Salah satu bentuk perilaku agresif adalah perilaku klitih yaitu perilaku agresivitas yang dilakukan dengan sengaja untuk melukai seseorang. Banyak penelitian yang telah dilakukan guna menggali faktor yang mempengaruhi agresivitas pada remaja secara umum. Hasil penelitian yang dilakukan oleh Efianingrum (2006) mengatakan bahwa Pelajar mengenal wacana kekerasan melalui media elektronik dan lingkungan pergaulan. Adapun wacana kekerasan yang mereka kenal menyangkut kekerasan melalui bahasa (berupa kata, ucapan, atau komentar bernada umpatan, cacian, atau makian), yang sering digunakan dalam pergaulan dengan teman di sekolah.

Hasil penelitian menunjukan agresivitas remaja terkait dengan faktor lingkungan tempat subjek tumbuh dewasa, yaitu keluarga, kelompok (sebaya) dan lingkungan masyarakat. Bandura (dalam Sarwono & Meinarno, 2009), menyatakan bahwa perilaku agresi merupakan hasil dari proses belajar sosial melalui pengamatan terhadap dunia sosial. Individu bertindak agresif merupakan produk dari respon lingkungan sosial.

Wong (dalam Dewi, 2013) menjelaskan Masa remaja merupakan suatu periode transisi antara masa kanak-kanakan dan masa dewasa, merupakan waktu kematangan fisik, kognitif, sosial dan emosional yang cepat pada anak laki-laki untuk mempersiapkan diri menjadi laki-laki dewasa dan anak perempuan untuk mempersiapkan diri menjadi wanita dewasa. Masa remaja memiliki permasalahan yang komplek. Oleh karenanya banyak remaja dalam penyelesaian masalahnya kurang siap, maka tidak sedikit keberhasilan penyelesaian masalah yang didapat tidak memuaskan, sehingga kegagalan tersebut bisa berakibat tragis dan menjadi trauma atau dendam.

Annisavitry (2017) menyebutkan bahwa semakin rendah kematangan emosi yang dimiliki oleh remaja, maka akan semakin tinggi perilaku agresivitas, begitu pula sebaliknya, faktor-faktor penyebab terjadinya perilaku agresif yang dihipotetiskan dalam penelitian ini, meliputi; faktor keluarga/orang tua, rekan sebaya, lingkungan sosial/tetangga media massa dan kondisi internal individu, secara uji statistik dapat diterima.

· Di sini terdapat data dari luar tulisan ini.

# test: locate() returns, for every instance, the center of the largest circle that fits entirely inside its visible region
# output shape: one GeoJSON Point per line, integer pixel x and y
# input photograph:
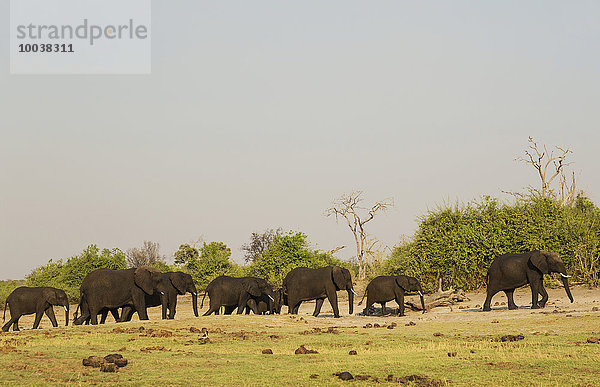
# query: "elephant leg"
{"type": "Point", "coordinates": [332, 297]}
{"type": "Point", "coordinates": [544, 295]}
{"type": "Point", "coordinates": [172, 310]}
{"type": "Point", "coordinates": [103, 316]}
{"type": "Point", "coordinates": [50, 313]}
{"type": "Point", "coordinates": [400, 301]}
{"type": "Point", "coordinates": [488, 299]}
{"type": "Point", "coordinates": [511, 299]}
{"type": "Point", "coordinates": [12, 321]}
{"type": "Point", "coordinates": [251, 305]}
{"type": "Point", "coordinates": [242, 302]}
{"type": "Point", "coordinates": [38, 318]}
{"type": "Point", "coordinates": [115, 313]}
{"type": "Point", "coordinates": [318, 305]}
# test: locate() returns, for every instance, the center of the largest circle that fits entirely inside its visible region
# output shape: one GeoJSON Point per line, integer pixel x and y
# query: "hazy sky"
{"type": "Point", "coordinates": [259, 113]}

Penelitian Susantyo (2016) menyebutkan bahwa faktor rekan sebaya berpengaruh secara signifikan kepada kondisi internal individu, namun tidak pada munculnya perilaku agresif itu sendiri.

Berdasarkan hasil penelitian ditemukan bahwa ketiga subjek perilaku dipengaruhi oleh banyak hal dalam melakukan klitih, diantaranya adalah Latar belakang orang tua, Keluarga bermasalah, Hubungan dengan kelompok, hubungan dengan lingkungan, dan Karakter Individu.

 

Daftar Pustaka

https://plus.kapanlagi.com/arti-klitih-adalah-aksi-kriminal-jalanan-di-yogyakarta-ketahui-asal-usulnya-b5a402.html

Annisavitry, A dan Budiani. 2017. Hubungan antara Kematangan Emosi dengan Agresivitas pada Remaja. Jurnal Psikologi Pendidikan. 04 (1). 1-6.

Berkowitz, L. 2006. Emotional Behavior: Mengenali Perilaku dan Tindak Kekerasan di Lingkungan Sekitar Kita (Terjemahan oleh Susiatni). Jakarta: PPM Anggota IKAPI.

Desmita. 2005.Psikologi Perkembangan. Bandung: PT Remaja Rosdakarya.